As of 2025-05-08, the Fair Value of INEST Inc (3390.T) is -2.05 JPY. This value is based on the Peter Lynch's Fair Value formula. With the current market price of 58 JPY, the upside of INEST Inc is -103.5%.
With the market price of 58 JPY and our fair value calculation, INEST Inc (3390.T) is not a good investment. Investing in 3390.T stocks now will result in a potential loss of 103.5%.
Note: valuation result may not be accurate due to the company's negative EPS.
Peter Lynch's formula is:
The earnings growth rate we use in the formula is the average growth rate of net income/earnings over the last 5 years. If the average growth rate is smaller than 5%, we set it to 5%. If it is larger than 25%, we set it to 25%. If the TTM EPS is negative, Peter Lynch Fair Value's result can be unreliable.

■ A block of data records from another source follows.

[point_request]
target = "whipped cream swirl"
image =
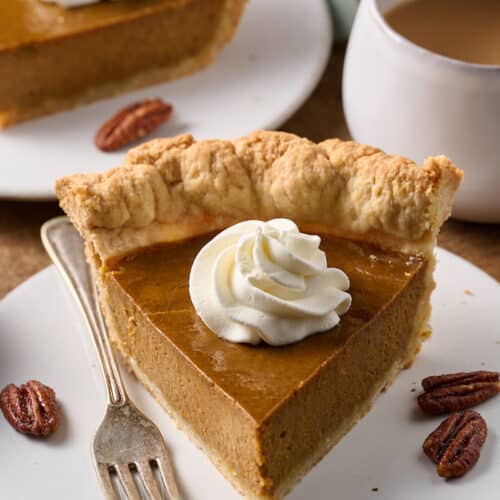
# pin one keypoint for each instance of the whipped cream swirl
(267, 281)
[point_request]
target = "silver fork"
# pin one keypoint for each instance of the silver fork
(126, 440)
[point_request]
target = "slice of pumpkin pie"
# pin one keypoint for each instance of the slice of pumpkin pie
(265, 289)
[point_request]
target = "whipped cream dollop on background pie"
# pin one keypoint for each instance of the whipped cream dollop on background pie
(267, 281)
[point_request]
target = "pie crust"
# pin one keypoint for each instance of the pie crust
(168, 189)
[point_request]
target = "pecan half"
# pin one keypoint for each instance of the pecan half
(455, 445)
(132, 123)
(457, 391)
(31, 408)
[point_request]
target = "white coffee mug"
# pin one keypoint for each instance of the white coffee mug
(410, 101)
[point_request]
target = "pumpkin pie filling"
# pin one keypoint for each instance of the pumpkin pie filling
(264, 415)
(226, 393)
(57, 58)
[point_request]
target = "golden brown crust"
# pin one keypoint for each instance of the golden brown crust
(229, 19)
(171, 188)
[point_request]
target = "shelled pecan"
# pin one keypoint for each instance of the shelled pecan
(31, 408)
(132, 123)
(456, 443)
(457, 391)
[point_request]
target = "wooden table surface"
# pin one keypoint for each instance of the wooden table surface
(321, 117)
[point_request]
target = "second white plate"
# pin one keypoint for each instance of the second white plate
(267, 71)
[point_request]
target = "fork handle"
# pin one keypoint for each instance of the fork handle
(65, 247)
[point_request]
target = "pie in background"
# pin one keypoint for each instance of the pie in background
(54, 58)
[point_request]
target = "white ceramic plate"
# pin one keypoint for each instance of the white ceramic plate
(383, 451)
(274, 62)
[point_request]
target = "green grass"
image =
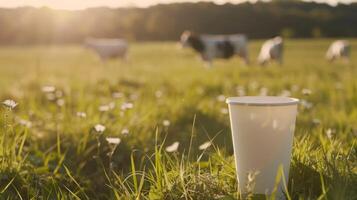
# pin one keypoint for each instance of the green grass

Historical Earnings | ||||||
03-2018 | 03-2019 | 03-2020 | 03-2021 | 03-2022 | 5Y Avg | |
Net income | -309 | -434 | -697 | 203 | -58 | -259 |
YoY growth | -322.3% | -40.5% | -60.6% | 129.1% | -128.6% | -84.6% |
Market Cap (mil) | 4,093 |
P/E | - |
Forward P/E | 119.4x |
EPS | -0.41 |
Avg earnings growth rate | -84.6% |
TTM earnings | -29 |
Peter Lynch is one of the most legendary investors/fund managers of all time. His philosophy for stock investing is very simple and straightforward: he invests in stocks that are undervalued, meaning its P/E is less than or equal to its earnings growth rate. He believes that if a stock is trading at its fair value, the PEG ratio, which was also invented by him, should be 1.
Therefore, his formula to determine a company's fair value is:
Peter Lynch Fair Value = Earnings Growth Rate * EPS * PEG
PEG is set to 1 so we can ignore it in the calculation. Based on the formula, if the earnings growth rate of a company is 15%, Peter Lynch is willing to buy its share up to P/E = 15.